Loss of messages While Stream Processing Example

Assume you are working a stream processing service that is consuming a stream of messages from one source and after processing, publishing events to a Kafka Topic.

Also, we are not having any dead letter queue where we can back up the messages. In case our Kafka is down for a fraction of a second you are going to lose the message which is consumed from the stream as you can’t go back.

What are the options to avoid messages getting Lost?

Here is what in my opinion would be a handful of options to avoid the loss of messages.

Retry approach in case volume is low
Implement a dead letter queue if possible ( not cost effective)
Use a database to put the records/events and replay them when Kafka is Up

Using Retries

Sometimes, the external dependencies might take longer than usual to respond due to the service might be down for a few reasons like network outage, server down, or other unknown issues. In that case, we can expect a few exceptions or error conditions to be thrown from the service we are calling. For e.g. consider the below pseudo-code example which expects a Response but there is a chance the method might return an exception:

public String methodWhichCallsExternalAPI() throws Exception {
        if (responseFromAPI) {
            return "Response From API";
        } else {
            throw new Exception();
        }
    }

The simplest way to put a retry is by looping over the method and retrying until we get a successful response or exhaust the number of retries.

There are a lot of patterns that handle retries in a standard way. spring-retry Is one of the ways to implement Retries in a standard way. I am borrowing an Example from baeldung blog. We just need a couple of annotations to enable retries on the service and methods we want to behave in a retry way. We need to specify a class of exception we are expecting e.g. RuntimeException

@Service
public interface MyService {
    @Retryable(value = RuntimeException.class)
    void retryService(String sql);
}

Once the annotation is there, The method annotated with @Retryable will retry the method.

Using Dead Letter Queues

As per wiki, here is how a dead letter queue is defined.

In message queueing the dead letter queue is a service implementation to store messages that meet one or more of the following criteria: Message that is sent to a queue that does not exist. Queue length limit exceeded. Message length limit exceeded. Message is rejected by another queue exchange.

In our example, processing of the message is complete but if we can’t publish it to Kafka topic, we can adapt to the dead letter queue pattern in this example only if we redirect our stream to a queue without processing the messages to a queue which supports DLQ. A lot of queues and pub/sub offerings implement the concept of DLQ. e.g. Amazon SQS. Rabbit MQ, Kafka, Active MQ etc.

Unfortunately, we are not using any of these at the consumer end.
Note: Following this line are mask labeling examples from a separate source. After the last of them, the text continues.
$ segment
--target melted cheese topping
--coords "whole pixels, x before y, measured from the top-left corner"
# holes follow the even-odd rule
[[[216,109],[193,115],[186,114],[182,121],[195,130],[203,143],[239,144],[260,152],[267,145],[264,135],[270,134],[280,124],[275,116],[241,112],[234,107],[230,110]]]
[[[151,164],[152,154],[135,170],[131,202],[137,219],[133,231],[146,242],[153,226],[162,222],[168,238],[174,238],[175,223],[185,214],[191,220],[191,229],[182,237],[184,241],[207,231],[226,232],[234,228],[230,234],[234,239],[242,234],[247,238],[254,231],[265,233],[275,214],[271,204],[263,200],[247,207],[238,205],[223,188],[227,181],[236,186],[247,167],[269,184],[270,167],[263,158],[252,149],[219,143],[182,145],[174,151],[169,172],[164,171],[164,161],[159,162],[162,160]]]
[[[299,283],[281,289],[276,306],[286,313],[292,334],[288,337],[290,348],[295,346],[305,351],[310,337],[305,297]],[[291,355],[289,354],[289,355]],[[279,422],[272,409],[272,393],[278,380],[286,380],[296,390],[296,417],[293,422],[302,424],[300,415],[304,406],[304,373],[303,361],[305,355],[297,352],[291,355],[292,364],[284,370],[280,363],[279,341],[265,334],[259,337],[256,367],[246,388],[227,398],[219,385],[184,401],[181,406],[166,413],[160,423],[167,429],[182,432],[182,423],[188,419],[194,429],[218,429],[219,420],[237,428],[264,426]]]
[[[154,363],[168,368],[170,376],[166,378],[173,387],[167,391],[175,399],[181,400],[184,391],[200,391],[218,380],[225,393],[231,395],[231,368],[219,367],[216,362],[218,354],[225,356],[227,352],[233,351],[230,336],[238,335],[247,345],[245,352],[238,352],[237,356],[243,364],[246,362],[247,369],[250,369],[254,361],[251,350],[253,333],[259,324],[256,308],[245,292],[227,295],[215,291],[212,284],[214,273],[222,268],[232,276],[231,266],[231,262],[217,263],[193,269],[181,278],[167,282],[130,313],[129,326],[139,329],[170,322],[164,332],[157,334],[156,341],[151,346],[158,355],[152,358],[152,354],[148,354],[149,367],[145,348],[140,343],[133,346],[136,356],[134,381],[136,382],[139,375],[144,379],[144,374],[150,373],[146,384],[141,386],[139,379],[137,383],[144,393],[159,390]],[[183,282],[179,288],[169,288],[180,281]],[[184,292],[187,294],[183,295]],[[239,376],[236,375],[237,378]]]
Otherwise, it would have been a solution for our case.

Persisting Events when not Processing

There is another option that can save us from losing messages in case we are not processing. Here is how:

Consider each incoming stream record as event.
Try processing the record
Retry with a number of attempts
In case of processing stil fails, persist that record to a storage (derby, RDBMS, Mongo), I would rather choose a elastic storage which can be scaled especially when not sure how much time the failure situation is going to be persisted and volume of stream is high.

In the given example scenario at the beginning of the blog, In the failure scenario would persist the records in the database when Kafka is not up and as soon as we started getting the failure message as depicted below.

When any external dependency starts giving the success response, we can replay all the events we have processed and persisted in the database so that all messages that failed to publish can be republished.

Note

The above approach will work properly as long as the ordering of the messages being processed does matter. If we need ordering, we can probably add a persistent queue in between the stream and the stream processing service.

Hope you find the workarounds a fit in case you find a failure scenario. Feel free to suggest/propose new designs.